Poland's prime minister on Thursday sought to ease concerns over the Polish law criminalizing comments that blame Poland for Nazi crimes during the Holocaust, invoking the horrors Poles and Jews alike experienced at the hands of Nazi Germany and saying this binds Poland and Israel in a joint pursuit of the truth.
Prime Minister Mateusz Morawiecki gave a televised address hours after the Polish Senate passed the legislation, which has strained Poland's relations with Israel and the United States.
The bill proposed by Poland's ruling conservative Law and Justice party stipulates fines and prison sentences of up to three years for purposely trying to attribute the crimes Nazi Germany carried out during the nearly six-year occupation to the Polish nation as a whole.
The lower house of Poland's parliament approved the legislation last week. To become law, it still requires approval from President Andrzej Duda, who has said he supports it.
While the bill exempts artistic and scholarly works, it has raised concerns that the Polish state will decide what the facts of its wartime history are and which statements it finds objectionable enough to prosecute. Israeli officials have expressed outrage, while the United States asked Polish lawmakers to reconsider.
Striking a conciliatory note, Morawiecki said that telling the truth about what happened in Nazi-occupied Poland during the Holocaust is a task Poland and Israel share.
Poland will "never curb the freedom of the Holocaust debate," he said.
"We owe that to all those who experienced it. We understand the emotions of Israel. We need a lot of work to make our common, often complicated, history possible to tell together."

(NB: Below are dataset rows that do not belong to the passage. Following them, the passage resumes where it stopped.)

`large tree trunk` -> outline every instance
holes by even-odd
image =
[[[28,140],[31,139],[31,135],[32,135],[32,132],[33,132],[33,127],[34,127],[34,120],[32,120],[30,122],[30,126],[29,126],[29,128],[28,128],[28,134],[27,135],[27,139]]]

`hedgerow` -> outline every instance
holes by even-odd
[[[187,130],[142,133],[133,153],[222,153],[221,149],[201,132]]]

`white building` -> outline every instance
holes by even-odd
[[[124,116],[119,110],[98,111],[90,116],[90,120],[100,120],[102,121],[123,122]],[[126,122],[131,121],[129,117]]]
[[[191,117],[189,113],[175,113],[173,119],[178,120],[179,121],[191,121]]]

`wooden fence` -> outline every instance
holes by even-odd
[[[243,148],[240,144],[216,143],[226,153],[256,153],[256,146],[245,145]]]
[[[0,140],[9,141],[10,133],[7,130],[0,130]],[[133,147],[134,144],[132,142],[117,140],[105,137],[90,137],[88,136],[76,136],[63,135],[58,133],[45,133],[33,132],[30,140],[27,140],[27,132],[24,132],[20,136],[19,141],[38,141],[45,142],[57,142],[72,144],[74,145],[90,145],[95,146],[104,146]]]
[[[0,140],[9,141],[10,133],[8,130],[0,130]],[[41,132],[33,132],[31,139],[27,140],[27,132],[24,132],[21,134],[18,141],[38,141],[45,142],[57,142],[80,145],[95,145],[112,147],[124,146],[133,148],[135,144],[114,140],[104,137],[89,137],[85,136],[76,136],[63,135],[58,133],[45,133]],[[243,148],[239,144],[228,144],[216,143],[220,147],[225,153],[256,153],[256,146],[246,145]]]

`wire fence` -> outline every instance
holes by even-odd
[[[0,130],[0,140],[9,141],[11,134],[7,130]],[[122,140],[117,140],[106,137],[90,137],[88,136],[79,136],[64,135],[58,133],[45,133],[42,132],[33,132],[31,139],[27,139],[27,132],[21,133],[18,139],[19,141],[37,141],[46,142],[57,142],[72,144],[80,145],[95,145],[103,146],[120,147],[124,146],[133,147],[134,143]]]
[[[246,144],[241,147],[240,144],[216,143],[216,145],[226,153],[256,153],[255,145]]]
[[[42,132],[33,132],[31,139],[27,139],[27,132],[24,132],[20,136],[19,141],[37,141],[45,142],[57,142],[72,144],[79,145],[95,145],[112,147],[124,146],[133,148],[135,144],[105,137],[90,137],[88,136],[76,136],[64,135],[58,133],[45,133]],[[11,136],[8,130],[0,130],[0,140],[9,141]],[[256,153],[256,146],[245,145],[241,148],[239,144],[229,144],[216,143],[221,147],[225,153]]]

Polish Deputy Justice Minister Patryk Jaki suggested that Israel had been consulted on the bill and voiced no objections. Many in Israel have characterized the proposed law as an attempt to whitewash the role some Poles played in denouncing and killing Jews during World War II.

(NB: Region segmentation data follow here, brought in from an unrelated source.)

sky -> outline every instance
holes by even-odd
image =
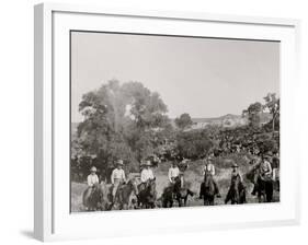
[[[280,43],[72,32],[72,122],[82,120],[82,95],[112,79],[158,92],[170,118],[240,115],[280,95]]]

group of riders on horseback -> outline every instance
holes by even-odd
[[[216,170],[214,165],[214,154],[203,160],[203,182],[199,188],[198,198],[204,200],[205,206],[214,205],[215,197],[220,198],[219,188],[216,182]],[[231,167],[230,186],[225,198],[225,203],[246,203],[246,186],[243,176],[239,171],[239,165],[233,160],[226,163]],[[273,197],[273,180],[278,183],[278,158],[271,153],[262,154],[252,161],[253,166],[247,173],[247,178],[254,184],[252,195],[258,195],[261,202],[271,202]],[[273,166],[272,166],[273,165]],[[107,187],[103,182],[100,184],[96,175],[96,167],[91,167],[88,176],[88,188],[83,194],[83,205],[88,210],[111,210],[116,205],[119,209],[128,208],[155,208],[157,206],[156,177],[151,170],[150,161],[140,165],[140,183],[137,185],[136,178],[127,179],[123,170],[124,162],[118,160],[116,167],[111,175],[111,186]],[[195,194],[190,189],[185,182],[185,171],[189,161],[173,161],[168,171],[169,185],[161,195],[162,207],[173,206],[176,200],[179,207],[186,206],[187,197]],[[132,198],[135,194],[136,199]],[[104,205],[102,206],[102,203]]]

The Foreign Ministry has canceled a planned visit to Israel by the head of Poland's National Security Council, Pawel Soloch, whohad been due to arrive next week.
The Foreign Ministry issued a statement saying that Israel "opposes categorically" the vote by Poland's senators.
"Israel views with utmost gravity any attempt to challenge historical truth," the ministry said. "No law will change the facts."
A senior Israeli government official expressed "deep disappointment" in the Polish vote, saying Foreign Ministry Director General Yuval Rotem had been appointed to negotiate a solution to the crisis on behalf of Israel, but "the Poles rushed through the legislation."
On Thursday, Transportation Minister Yisrael Katz urged Prime Minister Benjamin Netanyahu to recall Israel's ambassador from Poland for a consultation.
"When weighing diplomatic considerations against moral considerations, the decision must be clear: Honoring the memory of the victims of the Holocaust takes precedence over any other factor," Katz said.
Also Thursday, a group of Knesset members introduced a bill that would toughen Israel's Holocaust denial regulations to make "denying or minimizing the involvement of the Nazi helpers and collaborators" a crime.
The Simon Wiesenthal Center in Los Angeles has accused Poland's conservative government of trying to suppress the "widespread participation of individual Poles in the persecution and murder of Jews during the Holocaust."
Before the Senate's vote, the U.S. asked Poland to rethink the proposed legislation, saying it could "undermine free speech and academic discourse" and affect Poland's ties with the U.S. and Israel.
The Yad Vashem Holocaust memorial in Jerusalem issued a statement saying it was "most unfortunate" that Poland was proceeding with a law "liable to blur historical truths."
Meanwhile, the European Commission's deputy head said on Thursday that all Nazi-occupied countries had collaborators with the Nazi regime.
However, the responsibility for the death camps resides only with the Nazi regime, which invaded Poland in 1939, EC First Vice President Frans Timmermans, told a news conference.
More than 3 million of Poland's 3.3 million Jews were murdered by the Nazis, making up half the Jews killed in the Holocaust. Jews from across Europe were sent to be killed at death camps built and operated by the Germans on Polish soil, including Auschwitz-Birkenau, Treblinka, Belzec and Sobibor.
According to figures from the U.S. Holocaust Memorial Museum, the Germans also killed at least 1.9 million non-Jewish Polish civilians.